The government has not yet decided the date from which the scheme will be implemented but official sources say it could come into effect as early as November.

Assembly polls in the state are due in 2009 but the fluid situation at the centre due to differences between the Congress-led UPA and its Left allies over the Indo-US nuclear deal has triggered talk of early general elections. At the cabinet meeting, Chief Minister Y.S. Rajasekhara Reddy asked his ministers to be ready for snap polls.

The possibility of early polls has charged the political atmosphere in the state to an extent that almost all parties are promising freebies and subsidies to woo voters. The last week saw political somersaults and hijacking of trademark schemes of each other by two major parties.

The Congress rice scheme comes within days of TDP president N. Chandrababu Naidu promising nine hours a day of free electricity supply to farmers — a scheme which brought Congress to power in 2004 elections.
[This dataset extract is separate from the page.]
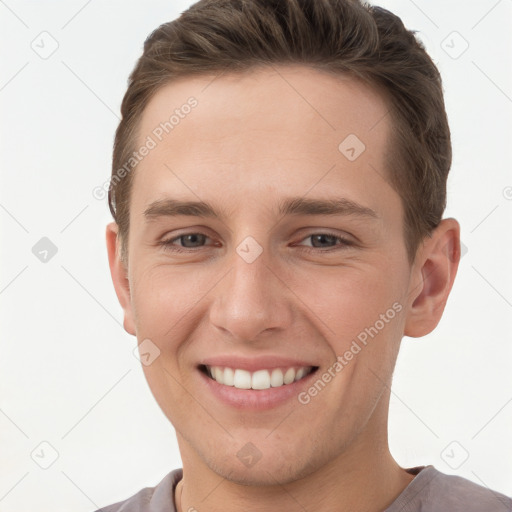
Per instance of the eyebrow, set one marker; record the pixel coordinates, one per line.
(289, 206)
In a strange turn of events, the competition of freebies was triggered by Naidu, the poster-boy of economic reforms, who strongly resisted populism during his nine-year rule (1995-2004) and even mocked at the free electricity promise of the Congress party in the last elections.

Naidu, who ridiculed the Congress by predicting that electricity wires would be used to hang clothes for drying once the scheme was implemented, overnight realised that that this promise alone could bring him back to power.

He did not stop at that. The man who while in power never tired of arguing against the politics of populism and claimed high moral ground by not making such promises is now promising everything under the sun.

Naidu, whose ‘pro-rich’ policies are blamed for the neglect of the agriculture sector, also promised to waive cooperative crop loans running into billions of rupees, Rs.2 a kg rice, houses for poor in urban areas, an amendment to enable the poor to sell assigned land given to them by the government and a special fund for controlling prices of essential commodities.

He is even considering distribution of colour television sets among poor.

“We created wealth during our rule and it is time for the distribution of this wealth,” was how Naidu justified his volte-face. While seeking suggestions from the media on what more could be done to ‘correct the imbalance’, he also promised a housing scheme for members of the fourth estate if his party was voted to power.

Not be left behind, the smaller parties have started making all sorts of promises too.

The Bharatiya Janata Party (BJP) promised it would achieve separate statehood for Telangana, regardless of the fact that it had opposed the demand while it was leading a coalition at the centre.

And the Telangana Rashtra Samiti (TRS), which is yet to fulfil its promise of a separate state, promised 13 hours of free electricity to farmers in the new state.